Ragam upaya peningkatan kepatuhan ini diharapkan dapat mengoptimalkan penerimaan pajak tahun 2022 maupun tahun berikutnya. Tahun 2022, target penerimaan pajak ditetapkan sebesar Rp1.485 triliun. Berdasarkan laporan Kementerian Keuangan (Kemenkeu), hingga akhir Oktober 2022, penerimaan pajak telah mencapai Rp 1.446,2 triliun atau 97,5 persen dari target.

Sepanjang Januari-Oktober 2022 sudah ada beberapa jenis pajak yang telah melampaui target, meliputi Pajak Penghasilan (PPh) non-minyak dan gas (migas) yang terhimpun sebesar Rp 784,4 triliun atau 104,7 persen dari target; PPh migas Rp 67,9 triliun atau 105,1 persen target.
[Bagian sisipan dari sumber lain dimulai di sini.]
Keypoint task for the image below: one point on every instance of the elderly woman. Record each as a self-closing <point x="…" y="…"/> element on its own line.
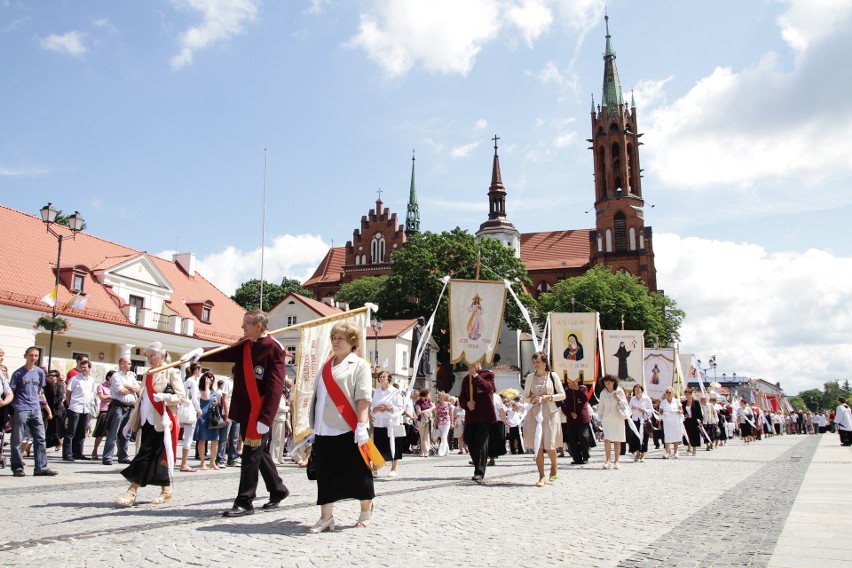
<point x="641" y="409"/>
<point x="343" y="382"/>
<point x="672" y="415"/>
<point x="612" y="408"/>
<point x="386" y="407"/>
<point x="542" y="390"/>
<point x="155" y="419"/>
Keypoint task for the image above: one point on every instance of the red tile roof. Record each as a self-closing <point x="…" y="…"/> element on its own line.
<point x="27" y="260"/>
<point x="330" y="269"/>
<point x="555" y="249"/>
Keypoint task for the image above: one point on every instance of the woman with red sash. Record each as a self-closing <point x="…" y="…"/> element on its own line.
<point x="155" y="419"/>
<point x="341" y="420"/>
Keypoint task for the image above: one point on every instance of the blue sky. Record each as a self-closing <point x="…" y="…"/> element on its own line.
<point x="151" y="119"/>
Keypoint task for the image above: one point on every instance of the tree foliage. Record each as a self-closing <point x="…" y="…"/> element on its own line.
<point x="248" y="294"/>
<point x="614" y="296"/>
<point x="412" y="289"/>
<point x="360" y="291"/>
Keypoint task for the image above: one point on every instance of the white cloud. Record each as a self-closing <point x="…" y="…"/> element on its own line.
<point x="532" y="18"/>
<point x="293" y="256"/>
<point x="221" y="20"/>
<point x="72" y="43"/>
<point x="464" y="151"/>
<point x="753" y="309"/>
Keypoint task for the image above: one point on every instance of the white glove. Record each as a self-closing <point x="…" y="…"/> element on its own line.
<point x="362" y="433"/>
<point x="193" y="355"/>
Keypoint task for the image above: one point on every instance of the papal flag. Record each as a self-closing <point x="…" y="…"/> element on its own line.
<point x="476" y="316"/>
<point x="50" y="299"/>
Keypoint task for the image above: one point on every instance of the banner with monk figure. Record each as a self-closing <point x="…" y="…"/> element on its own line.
<point x="574" y="345"/>
<point x="659" y="371"/>
<point x="624" y="356"/>
<point x="313" y="351"/>
<point x="476" y="317"/>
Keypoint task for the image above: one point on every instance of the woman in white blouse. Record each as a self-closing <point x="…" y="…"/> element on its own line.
<point x="672" y="415"/>
<point x="611" y="401"/>
<point x="386" y="408"/>
<point x="641" y="410"/>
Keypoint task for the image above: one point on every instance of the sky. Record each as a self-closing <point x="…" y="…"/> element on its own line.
<point x="163" y="122"/>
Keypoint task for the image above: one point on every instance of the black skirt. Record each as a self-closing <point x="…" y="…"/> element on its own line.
<point x="497" y="440"/>
<point x="149" y="466"/>
<point x="380" y="437"/>
<point x="341" y="471"/>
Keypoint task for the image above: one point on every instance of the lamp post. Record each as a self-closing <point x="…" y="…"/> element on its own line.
<point x="376" y="324"/>
<point x="75" y="223"/>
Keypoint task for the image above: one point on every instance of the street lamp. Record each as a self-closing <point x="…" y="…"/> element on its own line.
<point x="76" y="224"/>
<point x="376" y="324"/>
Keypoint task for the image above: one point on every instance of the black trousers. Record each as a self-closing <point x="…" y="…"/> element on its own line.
<point x="476" y="438"/>
<point x="257" y="460"/>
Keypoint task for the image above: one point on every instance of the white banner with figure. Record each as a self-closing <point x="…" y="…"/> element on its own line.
<point x="624" y="356"/>
<point x="314" y="350"/>
<point x="659" y="371"/>
<point x="476" y="316"/>
<point x="573" y="345"/>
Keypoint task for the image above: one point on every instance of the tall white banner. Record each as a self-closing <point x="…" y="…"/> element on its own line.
<point x="573" y="345"/>
<point x="659" y="371"/>
<point x="476" y="316"/>
<point x="624" y="356"/>
<point x="314" y="350"/>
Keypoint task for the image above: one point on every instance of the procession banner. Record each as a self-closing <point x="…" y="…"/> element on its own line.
<point x="476" y="316"/>
<point x="573" y="345"/>
<point x="659" y="371"/>
<point x="313" y="351"/>
<point x="624" y="356"/>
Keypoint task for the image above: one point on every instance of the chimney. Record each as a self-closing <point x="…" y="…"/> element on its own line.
<point x="186" y="262"/>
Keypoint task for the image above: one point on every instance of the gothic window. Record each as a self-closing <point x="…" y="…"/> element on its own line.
<point x="620" y="232"/>
<point x="377" y="248"/>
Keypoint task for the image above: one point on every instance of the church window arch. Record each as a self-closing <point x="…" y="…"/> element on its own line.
<point x="620" y="232"/>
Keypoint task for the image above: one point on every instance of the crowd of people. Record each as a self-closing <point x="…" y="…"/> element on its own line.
<point x="247" y="421"/>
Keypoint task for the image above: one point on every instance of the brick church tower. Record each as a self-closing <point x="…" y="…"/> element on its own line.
<point x="620" y="239"/>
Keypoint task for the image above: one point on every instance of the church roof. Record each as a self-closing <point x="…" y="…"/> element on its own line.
<point x="28" y="257"/>
<point x="330" y="269"/>
<point x="555" y="249"/>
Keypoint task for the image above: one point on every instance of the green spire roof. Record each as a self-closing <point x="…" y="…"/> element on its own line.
<point x="612" y="85"/>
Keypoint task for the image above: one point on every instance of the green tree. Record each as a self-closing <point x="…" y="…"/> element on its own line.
<point x="412" y="289"/>
<point x="248" y="295"/>
<point x="812" y="399"/>
<point x="292" y="285"/>
<point x="359" y="292"/>
<point x="615" y="296"/>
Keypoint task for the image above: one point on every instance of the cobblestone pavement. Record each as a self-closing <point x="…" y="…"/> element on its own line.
<point x="723" y="507"/>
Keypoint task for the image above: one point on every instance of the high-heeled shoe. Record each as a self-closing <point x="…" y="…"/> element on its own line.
<point x="364" y="518"/>
<point x="322" y="525"/>
<point x="126" y="500"/>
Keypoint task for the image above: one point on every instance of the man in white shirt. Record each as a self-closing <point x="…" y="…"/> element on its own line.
<point x="80" y="398"/>
<point x="124" y="387"/>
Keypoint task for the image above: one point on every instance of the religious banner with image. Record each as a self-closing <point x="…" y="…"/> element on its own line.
<point x="659" y="371"/>
<point x="476" y="316"/>
<point x="313" y="351"/>
<point x="624" y="356"/>
<point x="573" y="345"/>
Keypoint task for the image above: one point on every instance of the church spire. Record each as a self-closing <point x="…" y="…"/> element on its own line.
<point x="612" y="97"/>
<point x="412" y="217"/>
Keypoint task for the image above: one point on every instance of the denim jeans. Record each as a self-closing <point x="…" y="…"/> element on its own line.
<point x="115" y="432"/>
<point x="29" y="419"/>
<point x="228" y="437"/>
<point x="75" y="433"/>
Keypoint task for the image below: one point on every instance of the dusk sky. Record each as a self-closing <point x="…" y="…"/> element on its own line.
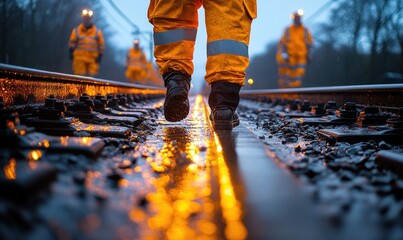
<point x="273" y="16"/>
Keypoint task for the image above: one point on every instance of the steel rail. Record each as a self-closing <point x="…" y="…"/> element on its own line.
<point x="20" y="85"/>
<point x="388" y="95"/>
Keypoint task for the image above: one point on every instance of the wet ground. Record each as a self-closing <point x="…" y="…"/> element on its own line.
<point x="270" y="178"/>
<point x="349" y="183"/>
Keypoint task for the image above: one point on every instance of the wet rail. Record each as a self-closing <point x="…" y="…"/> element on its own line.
<point x="84" y="158"/>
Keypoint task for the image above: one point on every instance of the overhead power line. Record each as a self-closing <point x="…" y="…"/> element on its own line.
<point x="318" y="12"/>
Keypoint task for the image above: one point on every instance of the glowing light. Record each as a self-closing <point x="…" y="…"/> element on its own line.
<point x="34" y="155"/>
<point x="182" y="187"/>
<point x="9" y="170"/>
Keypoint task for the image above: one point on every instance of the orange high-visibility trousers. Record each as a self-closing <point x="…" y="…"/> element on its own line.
<point x="295" y="70"/>
<point x="228" y="25"/>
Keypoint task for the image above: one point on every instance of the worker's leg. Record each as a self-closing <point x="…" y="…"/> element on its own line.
<point x="228" y="26"/>
<point x="298" y="64"/>
<point x="175" y="25"/>
<point x="93" y="68"/>
<point x="282" y="68"/>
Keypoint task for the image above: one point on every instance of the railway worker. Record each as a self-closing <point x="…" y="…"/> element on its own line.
<point x="136" y="64"/>
<point x="281" y="67"/>
<point x="296" y="45"/>
<point x="86" y="46"/>
<point x="228" y="25"/>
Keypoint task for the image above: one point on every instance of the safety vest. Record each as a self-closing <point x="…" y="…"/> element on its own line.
<point x="135" y="57"/>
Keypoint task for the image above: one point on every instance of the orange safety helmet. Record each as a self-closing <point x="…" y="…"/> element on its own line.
<point x="86" y="12"/>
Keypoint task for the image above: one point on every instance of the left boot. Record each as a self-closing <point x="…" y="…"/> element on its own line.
<point x="223" y="101"/>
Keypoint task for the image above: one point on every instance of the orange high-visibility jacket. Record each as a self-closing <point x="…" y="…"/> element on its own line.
<point x="297" y="40"/>
<point x="87" y="43"/>
<point x="135" y="57"/>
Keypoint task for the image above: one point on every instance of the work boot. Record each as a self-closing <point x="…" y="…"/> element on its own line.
<point x="176" y="105"/>
<point x="223" y="101"/>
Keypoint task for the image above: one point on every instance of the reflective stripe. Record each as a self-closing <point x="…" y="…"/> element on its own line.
<point x="176" y="35"/>
<point x="306" y="35"/>
<point x="227" y="47"/>
<point x="87" y="49"/>
<point x="294" y="67"/>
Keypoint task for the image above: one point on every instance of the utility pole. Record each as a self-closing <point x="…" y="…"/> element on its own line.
<point x="4" y="40"/>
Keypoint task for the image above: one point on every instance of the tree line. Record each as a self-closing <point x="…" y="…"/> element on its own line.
<point x="361" y="43"/>
<point x="35" y="34"/>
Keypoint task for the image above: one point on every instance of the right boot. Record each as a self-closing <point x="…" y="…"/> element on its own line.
<point x="223" y="101"/>
<point x="176" y="105"/>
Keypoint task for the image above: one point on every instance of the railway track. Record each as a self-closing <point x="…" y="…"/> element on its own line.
<point x="86" y="158"/>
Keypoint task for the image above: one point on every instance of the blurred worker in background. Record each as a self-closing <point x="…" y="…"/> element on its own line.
<point x="228" y="25"/>
<point x="282" y="67"/>
<point x="86" y="46"/>
<point x="296" y="44"/>
<point x="136" y="64"/>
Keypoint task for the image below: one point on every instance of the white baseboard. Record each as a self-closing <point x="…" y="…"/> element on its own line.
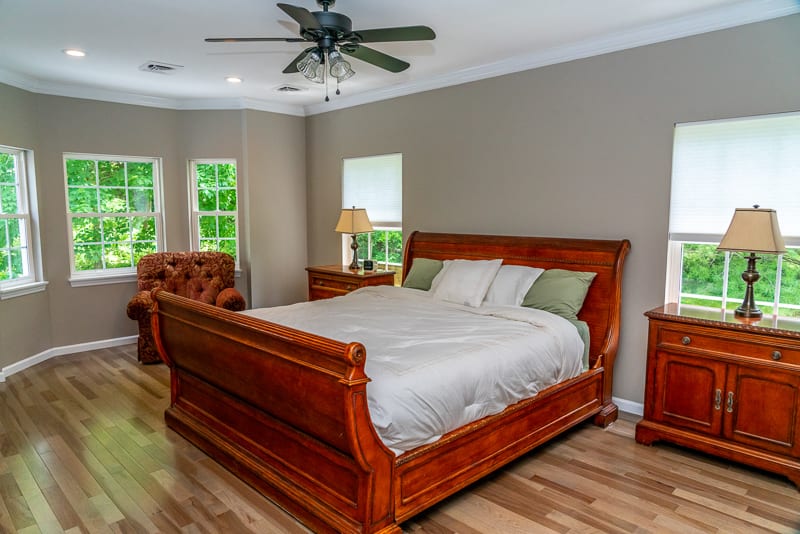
<point x="635" y="408"/>
<point x="61" y="351"/>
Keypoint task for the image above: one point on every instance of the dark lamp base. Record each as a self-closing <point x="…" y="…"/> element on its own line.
<point x="748" y="313"/>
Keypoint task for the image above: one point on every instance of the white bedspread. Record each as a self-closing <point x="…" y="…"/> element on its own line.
<point x="436" y="366"/>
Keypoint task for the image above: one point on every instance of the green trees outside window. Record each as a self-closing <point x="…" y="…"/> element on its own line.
<point x="113" y="211"/>
<point x="14" y="257"/>
<point x="215" y="206"/>
<point x="703" y="280"/>
<point x="385" y="247"/>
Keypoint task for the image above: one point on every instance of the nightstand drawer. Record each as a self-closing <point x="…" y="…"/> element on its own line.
<point x="750" y="346"/>
<point x="327" y="281"/>
<point x="333" y="283"/>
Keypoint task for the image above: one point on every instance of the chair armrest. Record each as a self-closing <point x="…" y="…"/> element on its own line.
<point x="231" y="299"/>
<point x="140" y="305"/>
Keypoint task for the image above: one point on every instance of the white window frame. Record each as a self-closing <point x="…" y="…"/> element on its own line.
<point x="711" y="233"/>
<point x="33" y="280"/>
<point x="194" y="227"/>
<point x="79" y="278"/>
<point x="352" y="197"/>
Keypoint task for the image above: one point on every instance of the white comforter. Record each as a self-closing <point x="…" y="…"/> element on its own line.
<point x="436" y="366"/>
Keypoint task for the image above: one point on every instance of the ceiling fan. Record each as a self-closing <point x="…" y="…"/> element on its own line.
<point x="333" y="35"/>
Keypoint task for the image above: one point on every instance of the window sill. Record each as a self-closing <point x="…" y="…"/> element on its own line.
<point x="102" y="279"/>
<point x="23" y="289"/>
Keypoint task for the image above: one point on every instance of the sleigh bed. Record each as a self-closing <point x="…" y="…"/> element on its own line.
<point x="286" y="410"/>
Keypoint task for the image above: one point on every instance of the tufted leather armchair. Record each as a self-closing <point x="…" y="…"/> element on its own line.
<point x="203" y="276"/>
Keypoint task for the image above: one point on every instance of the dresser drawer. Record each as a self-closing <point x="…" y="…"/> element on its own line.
<point x="333" y="283"/>
<point x="746" y="345"/>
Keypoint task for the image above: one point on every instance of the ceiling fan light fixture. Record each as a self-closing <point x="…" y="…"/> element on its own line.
<point x="319" y="77"/>
<point x="346" y="76"/>
<point x="340" y="69"/>
<point x="310" y="63"/>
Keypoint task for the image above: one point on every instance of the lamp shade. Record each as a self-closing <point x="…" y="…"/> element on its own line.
<point x="353" y="221"/>
<point x="754" y="230"/>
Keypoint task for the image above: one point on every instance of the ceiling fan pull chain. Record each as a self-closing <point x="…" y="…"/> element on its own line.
<point x="325" y="75"/>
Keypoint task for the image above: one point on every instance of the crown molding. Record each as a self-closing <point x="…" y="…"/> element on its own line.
<point x="708" y="21"/>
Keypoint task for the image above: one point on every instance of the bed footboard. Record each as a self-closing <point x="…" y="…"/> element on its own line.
<point x="282" y="409"/>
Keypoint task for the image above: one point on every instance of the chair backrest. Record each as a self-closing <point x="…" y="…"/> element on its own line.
<point x="195" y="275"/>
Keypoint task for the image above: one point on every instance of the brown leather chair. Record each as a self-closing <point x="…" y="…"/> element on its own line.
<point x="203" y="276"/>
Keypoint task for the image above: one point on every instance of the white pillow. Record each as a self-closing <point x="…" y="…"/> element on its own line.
<point x="464" y="281"/>
<point x="511" y="285"/>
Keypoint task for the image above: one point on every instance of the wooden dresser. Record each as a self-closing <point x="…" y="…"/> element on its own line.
<point x="724" y="386"/>
<point x="326" y="281"/>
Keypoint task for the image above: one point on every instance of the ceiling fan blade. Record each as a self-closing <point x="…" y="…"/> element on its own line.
<point x="379" y="59"/>
<point x="385" y="35"/>
<point x="292" y="67"/>
<point x="253" y="39"/>
<point x="303" y="16"/>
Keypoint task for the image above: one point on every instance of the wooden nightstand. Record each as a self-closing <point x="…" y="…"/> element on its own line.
<point x="326" y="281"/>
<point x="724" y="387"/>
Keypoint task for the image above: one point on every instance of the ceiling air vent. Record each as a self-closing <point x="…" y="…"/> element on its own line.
<point x="289" y="89"/>
<point x="159" y="67"/>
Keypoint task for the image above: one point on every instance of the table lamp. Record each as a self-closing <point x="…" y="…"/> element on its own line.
<point x="354" y="221"/>
<point x="752" y="230"/>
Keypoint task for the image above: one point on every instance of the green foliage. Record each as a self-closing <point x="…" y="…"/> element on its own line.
<point x="140" y="175"/>
<point x="8" y="168"/>
<point x="105" y="195"/>
<point x="216" y="187"/>
<point x="111" y="173"/>
<point x="81" y="172"/>
<point x="386" y="245"/>
<point x="9" y="190"/>
<point x="216" y="193"/>
<point x="703" y="272"/>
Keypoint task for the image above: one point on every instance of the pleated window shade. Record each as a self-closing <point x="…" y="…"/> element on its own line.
<point x="376" y="184"/>
<point x="722" y="165"/>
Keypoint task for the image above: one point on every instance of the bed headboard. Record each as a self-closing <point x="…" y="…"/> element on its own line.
<point x="601" y="309"/>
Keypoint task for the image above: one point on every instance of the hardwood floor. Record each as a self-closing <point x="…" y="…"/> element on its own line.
<point x="83" y="448"/>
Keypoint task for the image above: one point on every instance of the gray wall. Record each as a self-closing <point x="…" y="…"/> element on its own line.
<point x="29" y="314"/>
<point x="63" y="315"/>
<point x="580" y="149"/>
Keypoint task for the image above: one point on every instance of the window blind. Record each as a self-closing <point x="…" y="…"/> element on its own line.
<point x="376" y="184"/>
<point x="719" y="166"/>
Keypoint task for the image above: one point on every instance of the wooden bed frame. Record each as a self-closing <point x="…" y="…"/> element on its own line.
<point x="286" y="410"/>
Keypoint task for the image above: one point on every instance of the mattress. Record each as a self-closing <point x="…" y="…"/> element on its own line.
<point x="435" y="366"/>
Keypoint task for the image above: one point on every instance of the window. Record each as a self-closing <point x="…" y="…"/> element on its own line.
<point x="215" y="221"/>
<point x="719" y="166"/>
<point x="376" y="184"/>
<point x="114" y="215"/>
<point x="20" y="269"/>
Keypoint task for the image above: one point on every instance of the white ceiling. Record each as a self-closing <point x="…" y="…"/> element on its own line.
<point x="474" y="39"/>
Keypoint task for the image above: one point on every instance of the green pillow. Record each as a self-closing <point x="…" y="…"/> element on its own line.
<point x="422" y="272"/>
<point x="559" y="291"/>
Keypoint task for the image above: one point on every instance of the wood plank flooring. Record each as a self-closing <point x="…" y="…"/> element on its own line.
<point x="84" y="448"/>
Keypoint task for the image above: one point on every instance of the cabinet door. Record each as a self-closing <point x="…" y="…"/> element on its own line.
<point x="761" y="408"/>
<point x="689" y="392"/>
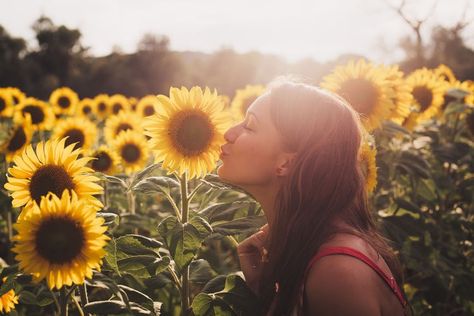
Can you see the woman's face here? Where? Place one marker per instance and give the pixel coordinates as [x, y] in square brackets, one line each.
[253, 151]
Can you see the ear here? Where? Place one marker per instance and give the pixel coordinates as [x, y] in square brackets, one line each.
[284, 164]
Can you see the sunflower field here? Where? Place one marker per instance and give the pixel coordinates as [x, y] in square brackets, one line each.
[111, 205]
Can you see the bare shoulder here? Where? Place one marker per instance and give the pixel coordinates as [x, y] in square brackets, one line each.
[341, 285]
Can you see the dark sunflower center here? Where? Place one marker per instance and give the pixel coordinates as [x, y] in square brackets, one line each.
[117, 107]
[247, 102]
[64, 102]
[3, 104]
[423, 96]
[18, 140]
[130, 153]
[101, 107]
[191, 132]
[49, 178]
[59, 240]
[148, 110]
[123, 127]
[37, 114]
[86, 109]
[16, 100]
[102, 163]
[361, 94]
[75, 136]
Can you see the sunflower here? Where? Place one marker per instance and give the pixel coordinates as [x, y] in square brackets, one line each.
[366, 88]
[369, 168]
[6, 103]
[64, 100]
[8, 300]
[402, 98]
[102, 106]
[104, 160]
[85, 107]
[118, 103]
[19, 136]
[132, 148]
[427, 90]
[243, 99]
[52, 167]
[62, 240]
[147, 105]
[42, 116]
[17, 95]
[187, 130]
[445, 73]
[121, 122]
[79, 131]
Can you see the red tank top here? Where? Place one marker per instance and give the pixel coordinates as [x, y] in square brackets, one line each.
[390, 281]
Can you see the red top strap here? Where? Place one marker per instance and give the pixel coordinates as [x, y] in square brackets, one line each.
[327, 251]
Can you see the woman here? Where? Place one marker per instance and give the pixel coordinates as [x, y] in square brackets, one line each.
[296, 153]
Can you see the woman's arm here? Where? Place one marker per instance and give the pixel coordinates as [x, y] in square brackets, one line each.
[341, 285]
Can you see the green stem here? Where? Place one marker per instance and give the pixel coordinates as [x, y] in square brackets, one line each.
[185, 274]
[63, 302]
[83, 295]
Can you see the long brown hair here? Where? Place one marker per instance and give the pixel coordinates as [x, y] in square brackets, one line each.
[324, 183]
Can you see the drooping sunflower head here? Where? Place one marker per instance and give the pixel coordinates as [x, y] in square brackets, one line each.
[368, 166]
[428, 91]
[243, 99]
[7, 300]
[102, 106]
[78, 131]
[118, 103]
[187, 130]
[402, 98]
[62, 240]
[51, 167]
[17, 95]
[64, 101]
[19, 137]
[104, 160]
[42, 116]
[132, 148]
[147, 105]
[121, 122]
[6, 103]
[85, 107]
[367, 90]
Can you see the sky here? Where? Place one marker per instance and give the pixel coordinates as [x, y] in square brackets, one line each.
[296, 29]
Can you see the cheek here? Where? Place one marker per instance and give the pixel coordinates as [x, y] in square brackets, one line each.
[250, 163]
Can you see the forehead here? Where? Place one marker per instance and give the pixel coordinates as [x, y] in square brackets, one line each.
[260, 107]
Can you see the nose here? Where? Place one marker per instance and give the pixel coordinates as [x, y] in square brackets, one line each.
[231, 134]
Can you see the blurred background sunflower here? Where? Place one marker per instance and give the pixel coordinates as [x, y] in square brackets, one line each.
[61, 241]
[64, 101]
[79, 131]
[187, 130]
[132, 148]
[52, 167]
[367, 90]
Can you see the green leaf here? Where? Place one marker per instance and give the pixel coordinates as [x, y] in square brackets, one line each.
[105, 307]
[112, 220]
[111, 255]
[133, 244]
[156, 184]
[239, 226]
[143, 266]
[183, 241]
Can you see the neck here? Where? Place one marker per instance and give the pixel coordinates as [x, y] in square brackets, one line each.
[266, 196]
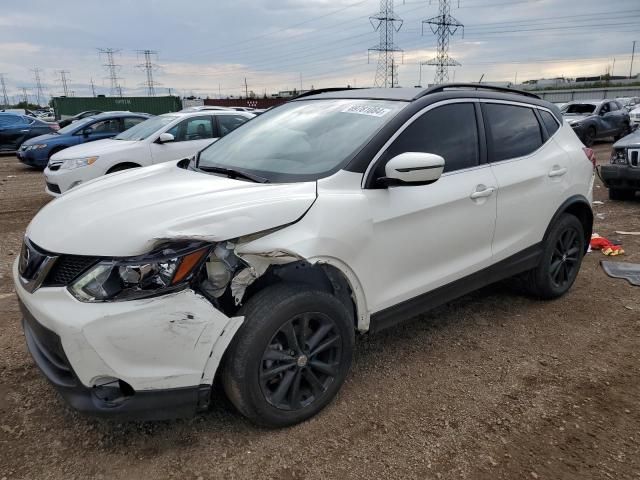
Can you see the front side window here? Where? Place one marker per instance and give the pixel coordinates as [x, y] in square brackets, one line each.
[302, 140]
[197, 128]
[228, 123]
[513, 131]
[450, 131]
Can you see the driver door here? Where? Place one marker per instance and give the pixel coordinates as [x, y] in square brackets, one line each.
[190, 136]
[427, 236]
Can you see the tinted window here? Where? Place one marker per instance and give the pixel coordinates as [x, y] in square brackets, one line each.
[513, 131]
[197, 128]
[131, 121]
[549, 122]
[228, 123]
[449, 131]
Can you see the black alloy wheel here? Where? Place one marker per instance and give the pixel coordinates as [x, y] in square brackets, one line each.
[300, 361]
[565, 258]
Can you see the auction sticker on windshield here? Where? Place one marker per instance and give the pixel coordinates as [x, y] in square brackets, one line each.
[370, 110]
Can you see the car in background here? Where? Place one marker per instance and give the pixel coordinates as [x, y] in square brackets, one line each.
[596, 119]
[37, 151]
[622, 175]
[629, 103]
[15, 129]
[79, 116]
[634, 116]
[171, 136]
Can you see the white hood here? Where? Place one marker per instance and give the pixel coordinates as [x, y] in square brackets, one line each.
[128, 213]
[90, 149]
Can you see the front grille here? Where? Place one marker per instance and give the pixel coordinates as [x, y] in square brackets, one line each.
[66, 269]
[53, 187]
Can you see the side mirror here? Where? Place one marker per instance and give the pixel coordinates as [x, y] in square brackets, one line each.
[412, 168]
[165, 138]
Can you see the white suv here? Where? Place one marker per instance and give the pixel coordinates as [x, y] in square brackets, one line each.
[171, 136]
[258, 260]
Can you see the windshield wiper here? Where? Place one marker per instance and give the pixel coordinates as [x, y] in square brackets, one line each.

Sementara, penerimaan Pajak Pertambahan Nilai (PPN) dan Pajak Penjualan atas Barang Mewah (PPnBM) tercatat Rp 569,7 triliun atau 89,2 persen dari target serta penerimaan Pajak Bumi dan Bangunan (PBB) dan pajak lainnya tercatat Rp 26 triliun atau 80,6 persen dari target.

Kemenkeu menyatakan realisasi penerimaan pajak yang positif menjelang akhir tahun ini didorong oleh aktivitas ekonomi yang terus membaik, peningkatan harga komoditas, basis rendah target penerimaan pajak tahun 2021, serta implementasi Undang-Undang Nomor 7 Tahun 2021 tentang Harmonisasi Peraturan Perpajakan.